ASTROCYTE-ELEVATED GENE-1 PROTECTS HUMAN ASTROCYTES FROM OXIDATIVE STRESS-INDUCED CELL DEATH: A POTENTIAL SURVIVAL MECHANISM IN HAND AND GLIOMA PATHOGENESIS

Purpose: Astrocyte elevated gene-1 (AEG-1), a novel human immunodeficiency virus (HIV-1)- and tumor necrosis factor-ɑ-inducible oncogene, has generated significant interest in the field of cancer research as a therapeutic target for many metastatic cancers. However, little is known of its role in astrocyte behavior and function during HIV-1 central nervous system (CNS) infection, and whether it contributes towards the development of HIV-1-associated neurocognitive disorders. Based on its putative role in cancer as a chemotherapy resistance marker, here, we investigated whether AEG-1 induction in astrocytes alters their responses to oxidative stress, a hallmark feature of neuroinflammatory disorders. Methods: Oxidative stress induced changes in AEG-1 mRNA and protein were assessed by real-time PCR, immunoblotting and confocal microscopy. Astrocyte responses to oxidative stress were assayed by measuring the changes in catalase activity, protein carbonylation and glutathion production. AEG-1 mediated protection against oxidative damage was assessed by measuring the anti-oxidant mechanisms upon AEG-1 knockdown. Results: Analysis of AEG-1 mRNA levels in an aging cohort of HIV-1 seropositive and seronegative human brain tissues showed a significant positive correlation to aging. A dose-dependent increase in AEG-1 astrocyte nucleolar localization was noted following treatment with oxidative stress stimuli, hydrogen peroxide, as assayed by immunostaining and confocal microscopy.

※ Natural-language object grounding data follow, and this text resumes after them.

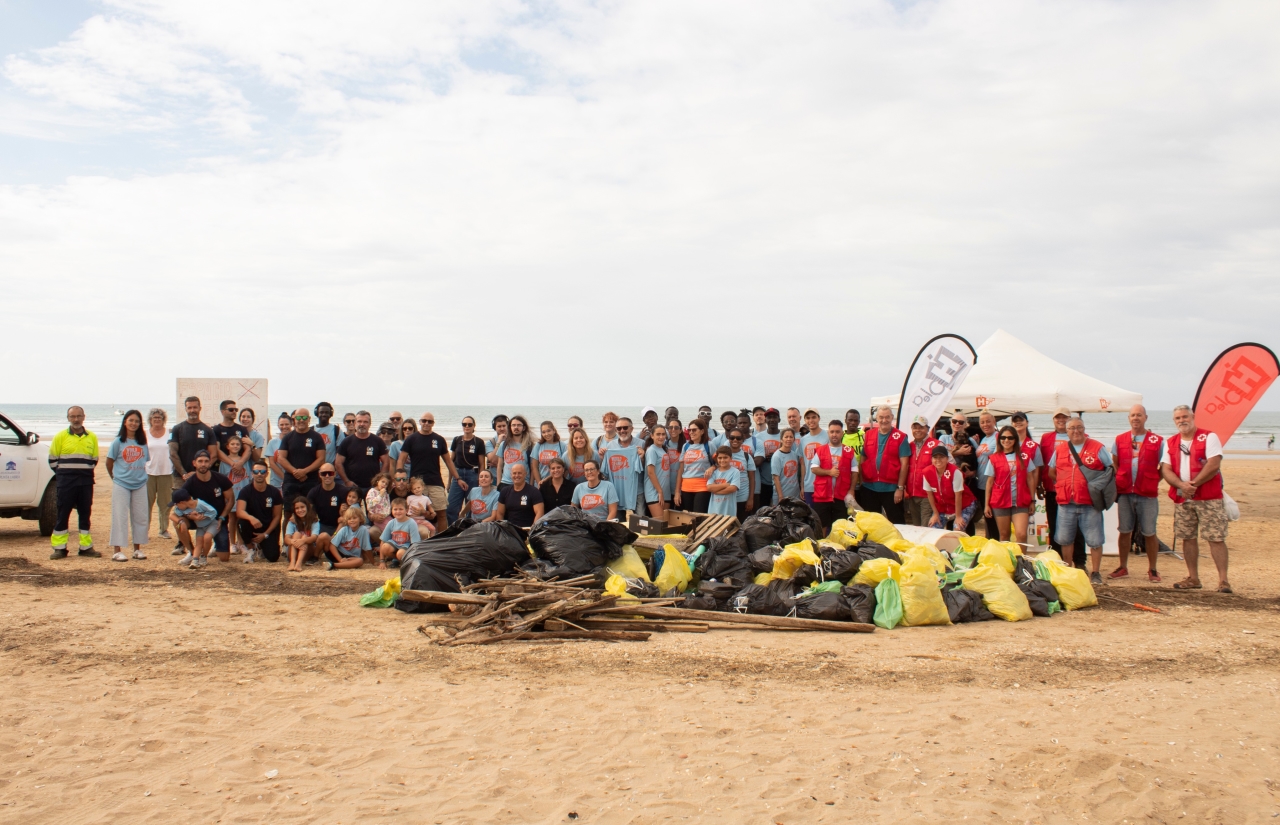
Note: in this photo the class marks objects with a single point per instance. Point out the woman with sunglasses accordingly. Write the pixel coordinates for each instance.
(695, 459)
(1011, 476)
(470, 458)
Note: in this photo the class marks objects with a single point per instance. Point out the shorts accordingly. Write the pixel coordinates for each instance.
(1206, 517)
(1137, 510)
(1083, 517)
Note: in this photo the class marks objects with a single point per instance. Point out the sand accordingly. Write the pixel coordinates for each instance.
(141, 692)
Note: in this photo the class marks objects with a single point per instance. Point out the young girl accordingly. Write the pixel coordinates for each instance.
(657, 471)
(548, 447)
(302, 534)
(722, 482)
(378, 502)
(695, 461)
(351, 542)
(785, 467)
(420, 508)
(579, 450)
(483, 499)
(237, 471)
(398, 535)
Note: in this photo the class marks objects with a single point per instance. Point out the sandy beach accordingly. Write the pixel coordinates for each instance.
(142, 692)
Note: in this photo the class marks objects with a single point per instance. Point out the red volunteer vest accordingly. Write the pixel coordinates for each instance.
(920, 461)
(1001, 493)
(944, 495)
(1211, 489)
(1147, 484)
(890, 464)
(1072, 487)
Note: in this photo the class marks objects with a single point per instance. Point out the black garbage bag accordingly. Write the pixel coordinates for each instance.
(758, 600)
(862, 603)
(479, 551)
(826, 606)
(577, 541)
(840, 565)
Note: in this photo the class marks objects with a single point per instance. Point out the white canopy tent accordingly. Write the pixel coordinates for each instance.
(1011, 376)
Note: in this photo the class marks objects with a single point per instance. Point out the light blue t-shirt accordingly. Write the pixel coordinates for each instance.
(401, 535)
(659, 459)
(786, 467)
(725, 504)
(351, 544)
(131, 463)
(480, 505)
(595, 500)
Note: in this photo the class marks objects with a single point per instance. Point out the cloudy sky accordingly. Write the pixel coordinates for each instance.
(608, 202)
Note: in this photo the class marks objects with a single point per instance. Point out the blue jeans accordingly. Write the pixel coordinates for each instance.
(457, 495)
(1083, 518)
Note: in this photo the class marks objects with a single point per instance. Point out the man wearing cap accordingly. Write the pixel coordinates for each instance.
(1192, 466)
(918, 510)
(1137, 455)
(885, 466)
(1048, 447)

Cell death and cell survival assays to quantify apoptotic nuclei, mitochondrial depolarization and activity, and cell membrane permeability demonstrated a novel role of AEG-1 in protecting astrocytes from oxidative-stress-induced damage. Conclusions: Together, findings from this study suggest that AEG-1 may play a role in protecting astrocytes from oxidative stress-induced DNA damage, a plausible mechanism of astrocyte survival during HIV-1 CNS infection-induced toxicity.